End-to-end forward pass
Trace a forward pass. Model processes a batch of sequences with N=8192 tokens. In the attention layer, Q/K/V are computed as usual: shape [B, H, N, d].
For each head in each batch, Flash Attention runs. It picks tile sizes: Br (query rows per tile) = 128; Bc (key columns per tile) = 128. Total tiles: 64 Q blocks × 64 K/V blocks = 4096 tiles per head. Each tile is 128 rows × 128 cols × d = ~64 KB, fits in SRAM.
The outer loop iterates over Q blocks. For each Q block, load into SRAM. Initialize running max m = -infty, denominator l = 0, accumulator O = 0.

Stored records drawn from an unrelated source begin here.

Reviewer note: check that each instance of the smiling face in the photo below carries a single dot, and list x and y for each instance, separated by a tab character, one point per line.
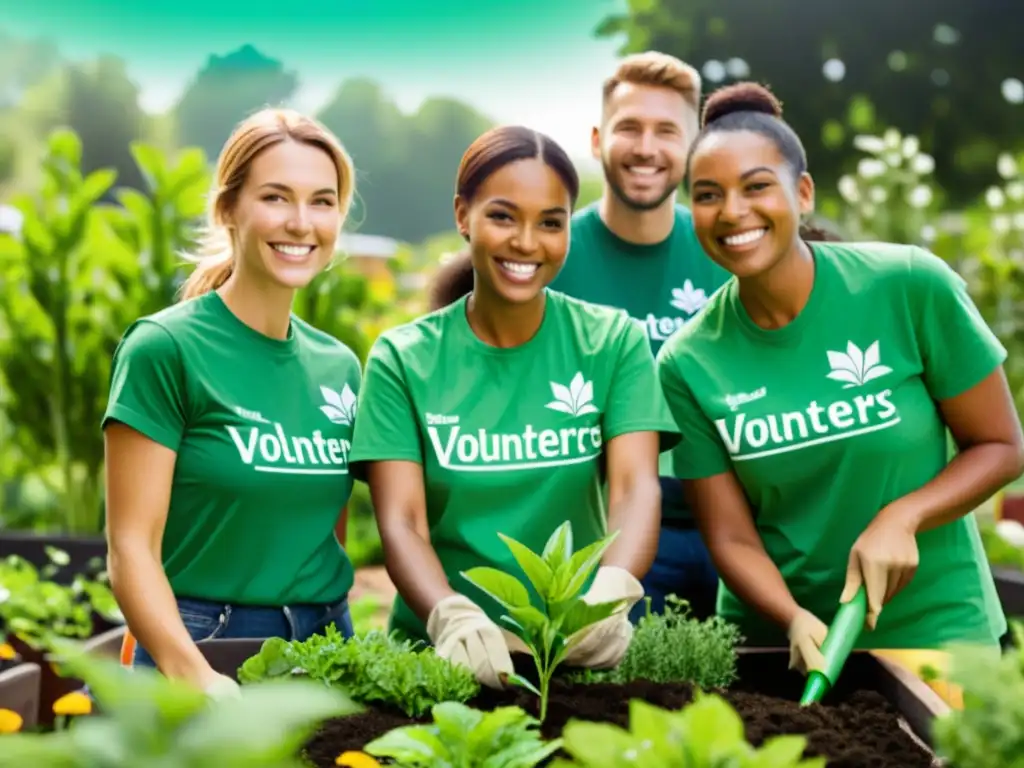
643	143
517	225
745	202
286	220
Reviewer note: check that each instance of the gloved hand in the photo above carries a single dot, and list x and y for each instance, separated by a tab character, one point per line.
884	559
221	687
463	634
806	634
602	645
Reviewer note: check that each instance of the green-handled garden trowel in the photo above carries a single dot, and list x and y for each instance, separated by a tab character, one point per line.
839	642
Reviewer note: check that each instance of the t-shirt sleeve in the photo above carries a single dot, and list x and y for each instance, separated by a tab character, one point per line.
957	348
147	385
700	452
635	399
386	428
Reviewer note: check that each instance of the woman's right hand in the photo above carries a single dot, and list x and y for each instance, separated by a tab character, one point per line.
806	633
462	633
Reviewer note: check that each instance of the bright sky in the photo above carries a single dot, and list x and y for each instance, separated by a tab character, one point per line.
532	61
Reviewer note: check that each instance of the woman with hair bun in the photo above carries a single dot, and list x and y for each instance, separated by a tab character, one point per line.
814	393
509	410
229	420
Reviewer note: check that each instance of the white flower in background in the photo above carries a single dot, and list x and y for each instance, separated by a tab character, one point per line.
994	198
870	144
923	164
868	168
1007	166
849	189
920	197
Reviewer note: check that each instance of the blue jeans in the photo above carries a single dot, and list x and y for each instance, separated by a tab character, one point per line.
210	621
682	566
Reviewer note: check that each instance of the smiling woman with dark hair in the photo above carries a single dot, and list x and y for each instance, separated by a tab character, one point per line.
506	412
814	393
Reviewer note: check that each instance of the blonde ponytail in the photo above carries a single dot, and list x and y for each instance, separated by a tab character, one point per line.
208	275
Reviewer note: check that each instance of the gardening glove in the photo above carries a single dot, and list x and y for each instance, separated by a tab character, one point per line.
806	634
462	633
222	687
602	645
884	560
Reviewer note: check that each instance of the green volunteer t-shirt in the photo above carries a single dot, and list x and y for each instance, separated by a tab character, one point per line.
511	440
262	429
660	286
827	420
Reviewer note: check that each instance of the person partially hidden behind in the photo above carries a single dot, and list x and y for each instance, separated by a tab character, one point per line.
814	394
229	420
504	413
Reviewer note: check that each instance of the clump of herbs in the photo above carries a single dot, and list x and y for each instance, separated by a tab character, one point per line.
460	735
373	668
674	647
988	732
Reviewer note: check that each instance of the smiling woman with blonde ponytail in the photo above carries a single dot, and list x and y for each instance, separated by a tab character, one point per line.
229	419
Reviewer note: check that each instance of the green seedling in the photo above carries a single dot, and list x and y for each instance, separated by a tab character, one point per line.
558	576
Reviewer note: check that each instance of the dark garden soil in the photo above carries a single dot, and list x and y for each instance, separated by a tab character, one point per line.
853	728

Inner loop over K, V blocks. Load Kj, Vj into SRAM. Compute Sij = Qi · Kj^T (small matrix in SRAM). Compute mij = max(Sij), Pij = exp(Sij - mij).
Update running: new_m = max(m, mij); rescale prior l and O by exp(m - new_m); add exp(mij - new_m) · Pij · Vj. Continue.
After all K, V blocks, output for Qi is O / l. Write back to HBM. Move to next Q block.
Result: same math as standard attention, computed with a fraction of HBM traffic. Speedup: 2-3x on typical H100 workloads. No accuracy loss.